Era un ragazzo sano, agile, ma tremendamente magro. Gli amici lo chiamavano “stringa”. Aveva una passione in testa, e nient’altro: il ciclismo. Non veniva da una famiglia di ciclisti, ma di contadini, tutti amanti del ciclismo però e delle sue storie. E lui, a 15 anni, voleva diventare un corridore, ma gli amici, sentendolo, lo prendevano in giro ridendo: “Corridore tu? Ma va la che sei un cavalletto”. Nel dialetto locale cavalletto vuole dire “ronzino”. Insomma, la considerazione era poca, ma basata sull’aspetto, e spesso nel ciclismo l’aspetto tradisce.
Stringa faceva su e giù tra la casa dei genitori e il salumaio dove lavorava con la pesante bici, prestatagli da suo zio Livio, con cui consegnava i pranzi avvolti in tele a quadrettoni e salumi. Una bici da panettiere, da garzone insomma.
Una mattina, di buon’ora, sta pedalando allegramente verso il lavoro quando vede davanti a se un gruppo di corridori dilettanti in allenamento. È la prima volta che ne vede un gruppetto cosi da vicino, mentre si allenano. Spinto da curiosità si avvicina e comincia ad osservarne le maglie colorate, le fantastiche bici. Vere bici da corsa: coi cambi, i tubolari, i puntapiedi.
Il gruppetto accelera sugli strappi, ma il ragazzino con la bici da garzone è sempre li. Alla fine uno dice ad alta voce: “Mario, cosa vorrà questo ragazzino che ci segue con tanto accanimento sulla bicicletta di suo nonno?”.
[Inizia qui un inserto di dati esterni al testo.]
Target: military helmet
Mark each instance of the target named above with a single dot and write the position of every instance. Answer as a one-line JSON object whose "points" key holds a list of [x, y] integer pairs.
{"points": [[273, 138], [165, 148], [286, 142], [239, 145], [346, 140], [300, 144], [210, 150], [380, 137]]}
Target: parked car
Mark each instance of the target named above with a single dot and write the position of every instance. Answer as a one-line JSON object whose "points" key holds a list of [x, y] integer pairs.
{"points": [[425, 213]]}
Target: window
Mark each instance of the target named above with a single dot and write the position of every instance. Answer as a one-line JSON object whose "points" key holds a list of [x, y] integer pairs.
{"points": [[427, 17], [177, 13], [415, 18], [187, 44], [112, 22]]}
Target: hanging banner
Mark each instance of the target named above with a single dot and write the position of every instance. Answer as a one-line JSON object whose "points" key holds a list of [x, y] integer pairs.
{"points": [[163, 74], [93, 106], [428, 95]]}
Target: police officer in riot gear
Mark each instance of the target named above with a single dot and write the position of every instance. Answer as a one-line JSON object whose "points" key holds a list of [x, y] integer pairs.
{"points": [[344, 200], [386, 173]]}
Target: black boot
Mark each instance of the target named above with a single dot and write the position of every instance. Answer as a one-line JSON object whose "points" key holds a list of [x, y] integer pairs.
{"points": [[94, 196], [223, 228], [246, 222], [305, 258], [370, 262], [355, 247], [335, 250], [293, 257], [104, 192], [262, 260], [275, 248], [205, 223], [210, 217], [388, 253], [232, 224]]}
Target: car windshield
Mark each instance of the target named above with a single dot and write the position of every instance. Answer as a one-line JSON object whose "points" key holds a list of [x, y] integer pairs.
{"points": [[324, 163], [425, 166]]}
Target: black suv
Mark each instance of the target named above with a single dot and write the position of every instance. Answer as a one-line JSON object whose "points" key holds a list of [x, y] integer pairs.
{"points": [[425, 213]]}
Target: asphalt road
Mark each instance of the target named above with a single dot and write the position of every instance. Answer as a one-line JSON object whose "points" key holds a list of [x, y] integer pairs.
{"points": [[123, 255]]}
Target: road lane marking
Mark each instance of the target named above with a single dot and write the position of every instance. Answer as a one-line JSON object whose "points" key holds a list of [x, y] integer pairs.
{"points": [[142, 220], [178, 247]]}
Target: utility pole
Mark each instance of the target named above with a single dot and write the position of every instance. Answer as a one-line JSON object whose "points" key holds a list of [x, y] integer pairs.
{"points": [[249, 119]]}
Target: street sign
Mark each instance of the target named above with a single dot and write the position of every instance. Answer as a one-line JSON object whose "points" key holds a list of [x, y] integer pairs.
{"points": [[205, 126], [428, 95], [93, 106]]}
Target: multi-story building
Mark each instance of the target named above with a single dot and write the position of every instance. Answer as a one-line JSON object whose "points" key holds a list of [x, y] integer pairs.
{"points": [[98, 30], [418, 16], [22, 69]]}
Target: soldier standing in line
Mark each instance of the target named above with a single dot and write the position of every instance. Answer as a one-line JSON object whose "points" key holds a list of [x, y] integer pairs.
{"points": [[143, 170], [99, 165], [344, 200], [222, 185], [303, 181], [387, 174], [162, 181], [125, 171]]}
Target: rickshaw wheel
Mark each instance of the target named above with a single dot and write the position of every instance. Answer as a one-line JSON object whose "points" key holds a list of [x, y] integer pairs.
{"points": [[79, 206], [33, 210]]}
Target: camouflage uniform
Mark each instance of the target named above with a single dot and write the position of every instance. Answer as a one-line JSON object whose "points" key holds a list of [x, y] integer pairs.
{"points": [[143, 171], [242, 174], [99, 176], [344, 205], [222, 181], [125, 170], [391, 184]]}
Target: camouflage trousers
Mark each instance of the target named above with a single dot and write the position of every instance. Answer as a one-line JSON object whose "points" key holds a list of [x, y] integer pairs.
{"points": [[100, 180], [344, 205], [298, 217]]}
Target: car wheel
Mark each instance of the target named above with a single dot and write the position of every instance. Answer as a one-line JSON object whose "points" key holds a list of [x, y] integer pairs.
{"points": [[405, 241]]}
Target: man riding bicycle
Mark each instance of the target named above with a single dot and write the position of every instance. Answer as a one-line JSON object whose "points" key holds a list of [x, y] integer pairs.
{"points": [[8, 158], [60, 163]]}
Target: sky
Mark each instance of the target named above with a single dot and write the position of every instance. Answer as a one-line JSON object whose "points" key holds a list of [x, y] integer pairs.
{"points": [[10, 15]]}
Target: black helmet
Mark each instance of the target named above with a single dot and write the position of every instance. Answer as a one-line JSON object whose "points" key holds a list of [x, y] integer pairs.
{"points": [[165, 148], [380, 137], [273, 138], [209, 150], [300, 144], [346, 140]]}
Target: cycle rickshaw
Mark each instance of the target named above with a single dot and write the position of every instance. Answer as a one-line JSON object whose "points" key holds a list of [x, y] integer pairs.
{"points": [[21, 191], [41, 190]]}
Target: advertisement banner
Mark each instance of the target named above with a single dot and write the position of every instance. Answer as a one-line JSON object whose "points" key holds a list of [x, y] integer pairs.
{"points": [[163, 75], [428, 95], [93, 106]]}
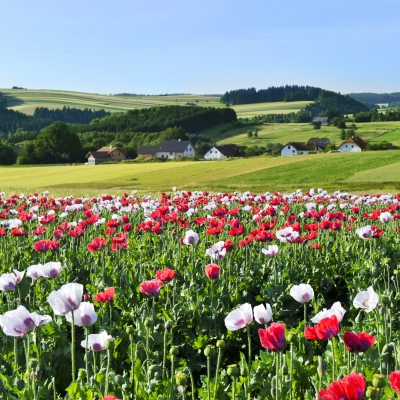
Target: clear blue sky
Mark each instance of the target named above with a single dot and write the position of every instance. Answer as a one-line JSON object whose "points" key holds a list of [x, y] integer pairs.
{"points": [[204, 46]]}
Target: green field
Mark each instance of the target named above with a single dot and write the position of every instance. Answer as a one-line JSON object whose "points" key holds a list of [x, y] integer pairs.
{"points": [[27, 100], [284, 133], [367, 171]]}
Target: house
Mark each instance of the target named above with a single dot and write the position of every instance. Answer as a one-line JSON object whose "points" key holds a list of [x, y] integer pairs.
{"points": [[322, 143], [353, 144], [224, 151], [298, 148], [320, 121], [105, 154], [169, 149]]}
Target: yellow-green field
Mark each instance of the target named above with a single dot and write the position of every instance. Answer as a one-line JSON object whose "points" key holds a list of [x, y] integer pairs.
{"points": [[27, 100], [284, 133], [367, 171]]}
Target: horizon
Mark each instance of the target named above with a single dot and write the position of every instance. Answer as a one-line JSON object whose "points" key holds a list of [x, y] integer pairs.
{"points": [[213, 47]]}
Il ragazzino, da bravo piemontese, è suscettibile e gliela giura: raccoglie tutte le sue forze e scatta sui pedali. Supera il gruppetto e riesce a prendere cento metri di vantaggio. I dilettanti lo seguono alla disperata, ma i cento metri non diminuiscono. In centro al paese, dove c’è il negozio del pizzicagnolo ad aspettarlo, Stringa arriva per primo conservando i cento metri di distacco che è riuscito a dargli con lo scatto iniziale.
Come scriverà molti anni più tardi di quella bicicletta da garzone:
“È stata lei ad avermi rivelato a me stesso, ad avermi offerto, in quella indimenticabile mattina di tanti anni fa, il primo sapore della lotta; più cara assai di tutte le meravigliose macchine di cui mi sono servito più tardi e che rappresentavano le compagne inseparabili della mia vita sportiva“.